乙酰赖氨酸阅读器BRD3R促进人类细胞核重编程并调节有丝分裂。

The acetyllysine reader BRD3R promotes human nuclear reprogramming and regulates mitosis.

作者信息

Shao Zhicheng, Zhang Ruowen, Khodadadi-Jamayran Alireza, Chen Bo, Crowley Michael R, Festok Muhamad A, Crossman David K, Townes Tim M, Hu Kejin

机构信息

Stem Cell Institute, Department of Biochemistry and Molecular Genetics, University of Alabama at Birmingham, Birmingham, Alabama 35294-0024, USA.

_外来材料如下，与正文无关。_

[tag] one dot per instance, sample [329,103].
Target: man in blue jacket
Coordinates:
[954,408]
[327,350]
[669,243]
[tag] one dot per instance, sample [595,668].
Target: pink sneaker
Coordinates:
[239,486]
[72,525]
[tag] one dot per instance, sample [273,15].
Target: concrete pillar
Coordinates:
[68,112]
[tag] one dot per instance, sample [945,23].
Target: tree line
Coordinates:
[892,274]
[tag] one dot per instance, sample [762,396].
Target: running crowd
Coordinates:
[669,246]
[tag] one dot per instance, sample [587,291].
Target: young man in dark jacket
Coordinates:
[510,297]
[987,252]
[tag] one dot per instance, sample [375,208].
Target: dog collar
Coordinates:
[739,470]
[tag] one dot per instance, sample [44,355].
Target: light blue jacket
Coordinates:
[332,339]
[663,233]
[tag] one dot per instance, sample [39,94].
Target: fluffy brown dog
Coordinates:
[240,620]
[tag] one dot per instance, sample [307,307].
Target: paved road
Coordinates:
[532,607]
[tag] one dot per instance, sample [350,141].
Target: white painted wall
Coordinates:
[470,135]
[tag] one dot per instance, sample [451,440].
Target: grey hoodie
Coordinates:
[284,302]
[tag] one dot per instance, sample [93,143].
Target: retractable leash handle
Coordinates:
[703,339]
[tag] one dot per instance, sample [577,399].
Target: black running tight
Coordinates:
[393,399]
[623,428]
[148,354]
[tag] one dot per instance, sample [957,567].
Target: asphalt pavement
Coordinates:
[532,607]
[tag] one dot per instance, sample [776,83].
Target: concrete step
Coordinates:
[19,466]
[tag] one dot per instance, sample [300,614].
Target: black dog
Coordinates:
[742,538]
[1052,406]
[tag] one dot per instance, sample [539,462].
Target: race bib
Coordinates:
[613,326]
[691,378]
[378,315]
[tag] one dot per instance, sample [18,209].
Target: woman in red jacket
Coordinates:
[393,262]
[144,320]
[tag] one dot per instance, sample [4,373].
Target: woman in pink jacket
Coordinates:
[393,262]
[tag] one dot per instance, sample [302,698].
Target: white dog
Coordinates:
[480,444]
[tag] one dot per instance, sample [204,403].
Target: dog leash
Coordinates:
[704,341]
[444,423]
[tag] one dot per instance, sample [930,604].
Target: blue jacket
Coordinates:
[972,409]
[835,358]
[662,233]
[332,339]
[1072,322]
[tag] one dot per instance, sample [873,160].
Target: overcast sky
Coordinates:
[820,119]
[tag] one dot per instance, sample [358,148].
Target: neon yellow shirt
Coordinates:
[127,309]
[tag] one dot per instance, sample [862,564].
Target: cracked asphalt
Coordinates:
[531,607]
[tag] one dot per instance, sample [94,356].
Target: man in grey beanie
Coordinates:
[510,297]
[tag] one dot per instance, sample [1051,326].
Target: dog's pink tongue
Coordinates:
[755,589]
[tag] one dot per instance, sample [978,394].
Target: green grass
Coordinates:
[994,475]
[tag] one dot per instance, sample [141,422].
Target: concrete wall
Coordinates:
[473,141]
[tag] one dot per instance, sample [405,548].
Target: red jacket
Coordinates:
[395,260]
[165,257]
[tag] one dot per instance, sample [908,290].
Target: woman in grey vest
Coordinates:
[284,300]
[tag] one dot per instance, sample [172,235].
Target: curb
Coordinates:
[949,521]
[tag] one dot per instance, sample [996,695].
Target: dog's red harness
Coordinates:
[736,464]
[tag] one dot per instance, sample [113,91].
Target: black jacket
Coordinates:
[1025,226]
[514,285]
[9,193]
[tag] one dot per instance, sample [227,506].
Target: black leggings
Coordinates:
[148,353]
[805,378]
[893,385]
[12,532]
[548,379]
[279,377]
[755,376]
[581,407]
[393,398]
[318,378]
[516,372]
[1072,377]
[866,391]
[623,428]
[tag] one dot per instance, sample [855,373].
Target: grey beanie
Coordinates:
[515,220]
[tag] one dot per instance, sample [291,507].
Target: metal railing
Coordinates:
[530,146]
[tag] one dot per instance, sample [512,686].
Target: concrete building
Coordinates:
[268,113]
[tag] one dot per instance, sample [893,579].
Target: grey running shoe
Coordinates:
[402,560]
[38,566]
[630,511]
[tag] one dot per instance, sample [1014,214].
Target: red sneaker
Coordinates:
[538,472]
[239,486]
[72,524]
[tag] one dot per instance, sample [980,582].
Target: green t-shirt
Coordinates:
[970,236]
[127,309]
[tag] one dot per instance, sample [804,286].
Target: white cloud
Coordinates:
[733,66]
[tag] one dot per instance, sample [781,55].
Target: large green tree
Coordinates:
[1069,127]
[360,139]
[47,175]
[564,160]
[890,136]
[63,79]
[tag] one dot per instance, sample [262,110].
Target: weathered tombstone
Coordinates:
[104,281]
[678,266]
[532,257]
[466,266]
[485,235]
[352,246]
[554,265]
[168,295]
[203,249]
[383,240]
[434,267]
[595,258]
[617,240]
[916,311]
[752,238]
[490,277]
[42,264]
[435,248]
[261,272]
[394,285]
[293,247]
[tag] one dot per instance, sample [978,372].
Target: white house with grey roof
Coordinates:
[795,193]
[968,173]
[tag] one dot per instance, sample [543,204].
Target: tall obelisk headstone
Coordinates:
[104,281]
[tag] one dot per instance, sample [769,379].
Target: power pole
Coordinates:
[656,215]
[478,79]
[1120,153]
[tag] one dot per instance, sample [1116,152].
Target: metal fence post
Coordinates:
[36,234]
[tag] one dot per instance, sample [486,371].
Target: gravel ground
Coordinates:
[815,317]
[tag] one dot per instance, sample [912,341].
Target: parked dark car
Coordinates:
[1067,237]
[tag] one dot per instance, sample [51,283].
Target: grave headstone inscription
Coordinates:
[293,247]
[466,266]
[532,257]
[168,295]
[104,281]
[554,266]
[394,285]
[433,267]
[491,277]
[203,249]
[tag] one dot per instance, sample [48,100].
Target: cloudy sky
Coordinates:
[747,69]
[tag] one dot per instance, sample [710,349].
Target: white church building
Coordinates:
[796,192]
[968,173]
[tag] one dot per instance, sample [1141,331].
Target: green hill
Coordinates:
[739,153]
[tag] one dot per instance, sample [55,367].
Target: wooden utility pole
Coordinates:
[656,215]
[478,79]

Department of Genetics, Howell and Elizabeth Heflin Center for Genomic Science, University of Alabama at Birmingham, Birmingham, Alabama 35294-0024, USA.

出版信息

Nat Commun. 2016 Mar 7;7:10869. doi: 10.1038/ncomms10869.

DOI:10.1038/ncomms10869

PMID:26947130

原文链接:https://pmc.ncbi.nlm.nih.gov/articles/PMC4786677/

Abstract

It is well known that both recipient cells and donor nuclei demonstrate a mitotic advantage as observed in the traditional reprogramming with somatic cell nuclear transfer (SCNT). However, it is not known whether a specific mitotic factor plays a critical role in reprogramming. Here we identify an isoform of human bromodomain-containing 3 (BRD3), BRD3R (BRD3 with Reprogramming activity), as a reprogramming factor. BRD3R positively regulates mitosis during reprogramming, upregulates a large set of mitotic genes at early stages of reprogramming, and associates with mitotic chromatin. Interestingly, a set of the mitotic genes upregulated by BRD3R constitutes a pluripotent molecular signature. The two BRD3 isoforms display differential binding to acetylated histones. Our results suggest a molecular interpretation for the mitotic advantage in reprogramming and show that mitosis may be a driving force of reprogramming.

摘要

众所周知，在传统的体细胞核移植（SCNT）重编程过程中，受体细胞和供体细胞核均表现出有丝分裂优势。然而，尚不清楚是否有特定的有丝分裂因子在重编程中起关键作用。在此，我们鉴定出人类含溴结构域蛋白3（BRD3）的一种异构体BRD3R（具有重编程活性的BRD3）作为一种重编程因子。BRD3R在重编程过程中正向调节有丝分裂，在重编程早期上调大量有丝分裂基因，并与有丝分裂染色质相关联。有趣的是，由BRD3R上调的一组有丝分裂基因构成了多能性分子特征。这两种BRD3异构体对乙酰化组蛋白表现出不同的结合。我们的结果为重编程中的有丝分裂优势提供了一种分子解释，并表明有丝分裂可能是重编程的驱动力。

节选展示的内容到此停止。